Websites like this will help you get feedback through reports and analytics. It will also put you in direct communication with the people who tested your app.
So you can hear what they have to say and have a correspondence with them to get even more details about their experience.
Get organized. You’re getting feedback from multiple sources. Analyze the information.
Start to separate the responses into common problems, compliments, or suggestions. Just because one person suggested something, it doesn’t mean that you need to apply it to your app.
But if half of the users providing feedback have a common issue or suggestion, it’s probably in your best interest to consider making that change.
Make changes in a timely fashion, but don’t rush. If you try to make it happen overnight, you’ll have other issues. But you don’t want to wait a year to apply the new changes.
Don’t get discouraged. If you’re getting negative feedback, just consider it constructive criticism.
This is something to be positive about. These comments will ultimately make your app better.
Make sure that you’re not overlooking the positive feedback. Don’t just throw those to the side and only focus on the negative reviews.
The positive remarks should reinforce what you’re doing well. Keep it up. If people are happy with certain features and functions, make sure you don’t change them.
You should be happy because you’re improving your app. This will make you more money in the long run.
If you want your app to be great, you need to review it on a regular basis.

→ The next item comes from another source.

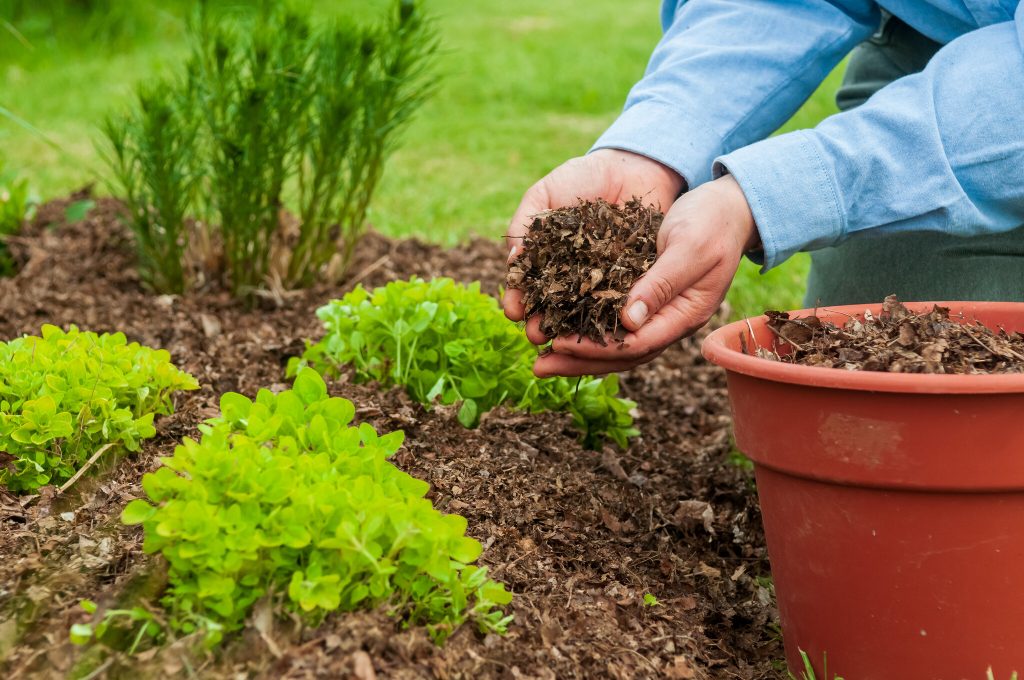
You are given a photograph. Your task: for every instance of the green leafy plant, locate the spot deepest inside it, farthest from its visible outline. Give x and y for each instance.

Your review process will help you figure out what you’re doing well, and what areas of your app need improvement.
Use social media channels to connect with your users and ask for feedback.
Reach out to people you’ve built relationships with in the tech industry or join online communities for advice.
Encourage in-app reviews. Just make sure you’re not annoying your users.
You can set up a section of your website that’s for feedback as well. Use beta testers and focus groups to get detailed responses for your app’s performance.
Analyze all of this data from your review process and make the necessary changes.
How is your app review process helping you optimize the user experience?